Die hessische Feuerwehr muss kaum noch löschen

Die Feuerwehr in Hessen muss kaum noch Brände löschen. (Symbolbild)
Die Feuerwehr in Hessen muss kaum noch Brände löschen. (Symbolbild)  © DPA

Frankfurt - Der klassische Brandeinsatz macht für die Feuerwehren in Hessen einen Bruchteil ihrer Arbeit aus.

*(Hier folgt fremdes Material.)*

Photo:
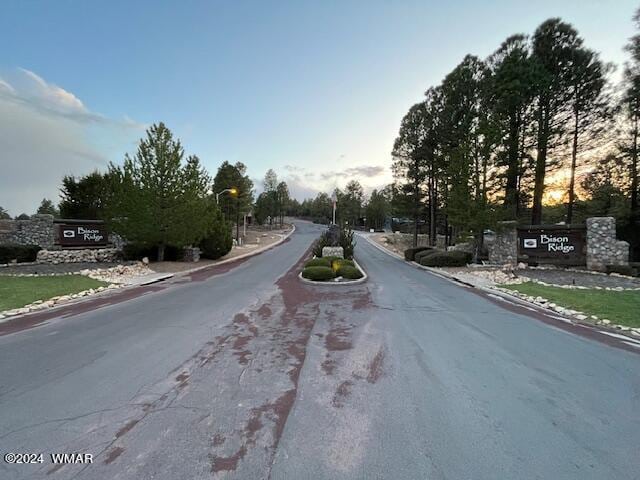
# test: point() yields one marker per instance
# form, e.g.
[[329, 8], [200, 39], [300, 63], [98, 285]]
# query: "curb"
[[151, 281], [239, 257], [347, 283]]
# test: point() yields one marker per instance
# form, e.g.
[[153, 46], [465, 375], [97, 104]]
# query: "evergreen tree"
[[4, 215], [589, 107], [85, 197], [410, 162], [554, 43], [157, 200], [376, 210], [630, 105], [233, 206], [47, 207]]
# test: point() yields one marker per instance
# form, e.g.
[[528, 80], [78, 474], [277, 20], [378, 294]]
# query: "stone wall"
[[602, 246], [504, 249], [38, 230], [88, 255]]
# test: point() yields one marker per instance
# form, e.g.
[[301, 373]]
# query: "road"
[[245, 372]]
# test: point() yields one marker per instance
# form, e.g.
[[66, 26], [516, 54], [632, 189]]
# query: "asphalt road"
[[245, 372]]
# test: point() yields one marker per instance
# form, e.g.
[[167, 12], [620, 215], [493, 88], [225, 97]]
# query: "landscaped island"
[[333, 258]]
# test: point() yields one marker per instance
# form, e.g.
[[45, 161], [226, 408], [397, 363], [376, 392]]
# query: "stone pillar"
[[504, 250], [602, 246]]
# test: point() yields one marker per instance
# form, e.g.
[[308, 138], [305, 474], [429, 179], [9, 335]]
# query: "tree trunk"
[[635, 208], [237, 221], [541, 167], [574, 155], [433, 231], [416, 209], [511, 189]]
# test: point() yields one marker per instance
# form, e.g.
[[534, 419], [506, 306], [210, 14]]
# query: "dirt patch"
[[128, 426], [328, 366], [342, 393], [376, 367], [218, 439], [114, 453], [230, 463], [338, 338]]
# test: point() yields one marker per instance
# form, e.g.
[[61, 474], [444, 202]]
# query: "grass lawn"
[[17, 292], [620, 307]]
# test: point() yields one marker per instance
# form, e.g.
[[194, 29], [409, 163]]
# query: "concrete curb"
[[606, 329], [149, 281], [239, 257], [342, 284]]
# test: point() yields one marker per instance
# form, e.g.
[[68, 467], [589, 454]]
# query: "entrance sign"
[[79, 234], [556, 244]]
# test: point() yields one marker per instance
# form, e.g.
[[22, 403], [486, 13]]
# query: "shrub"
[[219, 240], [350, 272], [323, 241], [318, 273], [337, 262], [424, 253], [446, 259], [409, 253], [21, 253], [347, 242], [318, 262]]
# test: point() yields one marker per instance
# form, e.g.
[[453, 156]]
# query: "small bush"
[[347, 242], [219, 240], [424, 253], [410, 253], [446, 259], [318, 273], [337, 262], [350, 272], [318, 262], [323, 241], [21, 253], [137, 251]]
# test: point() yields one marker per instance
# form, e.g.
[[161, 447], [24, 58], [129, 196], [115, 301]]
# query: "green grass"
[[17, 292], [620, 307]]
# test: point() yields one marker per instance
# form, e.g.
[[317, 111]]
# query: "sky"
[[315, 90]]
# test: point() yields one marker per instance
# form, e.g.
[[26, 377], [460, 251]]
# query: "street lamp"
[[231, 190]]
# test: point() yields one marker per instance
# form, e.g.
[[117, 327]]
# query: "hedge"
[[347, 271], [424, 253], [318, 273], [409, 253], [318, 262], [446, 259], [137, 251], [21, 253]]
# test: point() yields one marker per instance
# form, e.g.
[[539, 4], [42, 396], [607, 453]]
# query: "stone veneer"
[[602, 246], [504, 250], [89, 255], [38, 230]]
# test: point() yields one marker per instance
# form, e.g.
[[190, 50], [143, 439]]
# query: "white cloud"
[[304, 183], [47, 132]]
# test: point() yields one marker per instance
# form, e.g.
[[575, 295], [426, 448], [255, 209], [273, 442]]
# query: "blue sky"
[[315, 90]]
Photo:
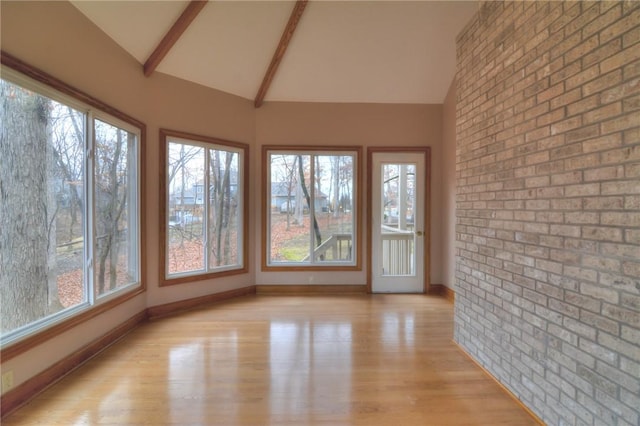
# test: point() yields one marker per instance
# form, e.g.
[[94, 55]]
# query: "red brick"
[[602, 113], [625, 24], [621, 59]]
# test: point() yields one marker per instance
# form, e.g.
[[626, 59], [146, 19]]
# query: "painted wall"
[[366, 125], [58, 39], [449, 187], [548, 205]]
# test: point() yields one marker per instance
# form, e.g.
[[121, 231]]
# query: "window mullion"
[[89, 209], [206, 199]]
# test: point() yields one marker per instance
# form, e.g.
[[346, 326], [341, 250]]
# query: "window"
[[69, 215], [311, 207], [204, 199]]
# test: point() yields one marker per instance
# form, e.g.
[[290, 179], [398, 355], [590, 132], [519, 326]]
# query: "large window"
[[69, 210], [204, 207], [311, 207]]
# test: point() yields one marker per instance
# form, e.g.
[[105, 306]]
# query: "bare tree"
[[111, 200], [221, 208], [26, 215], [305, 191]]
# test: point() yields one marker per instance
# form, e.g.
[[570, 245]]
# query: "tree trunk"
[[316, 228], [24, 244]]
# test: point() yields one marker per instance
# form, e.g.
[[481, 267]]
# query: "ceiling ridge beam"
[[296, 13], [179, 27]]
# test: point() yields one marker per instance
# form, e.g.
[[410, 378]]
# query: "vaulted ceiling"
[[339, 51]]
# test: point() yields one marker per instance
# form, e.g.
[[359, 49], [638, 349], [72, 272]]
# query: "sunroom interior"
[[554, 285]]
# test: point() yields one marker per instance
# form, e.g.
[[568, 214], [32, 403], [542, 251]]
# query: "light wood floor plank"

Nur etwa jeder fünfte Alarm führt sie zu einem Feuer.

Ansonsten leisten die Einsatzkräfte oft technische Hilfe bei Unfällen, in dem sie zum Beispiel in einem Fahrzeug eingeklemmte Insassen befreien.

Auch Einsätze bei oder nach Unwettern sind häufig, dabei pumpen sie etwa Wasser aus Kellern.

Die Mitgliederzahlen bei den Freiwilligen Feuerwehren sind konstant, doch es gibt Nachwuchsprobleme.

Zwar sind die Kindergruppen der Feuerwehr für Sechs- bis Zehnjährige noch gut besucht, doch die Zahl der Mitglieder in der Jugendfeuerwehr und damit der künftigen Einsätzkräfte geht zurück.

Insgesamt gibt es derzeit hessenweit rund 25.000 Jugendliche in der Feuerwehr, und zwar hauptsächlich junge Männer. Nur etwa jedes dritte Mitglied in der Jugendfeuerwehr ist weiblich.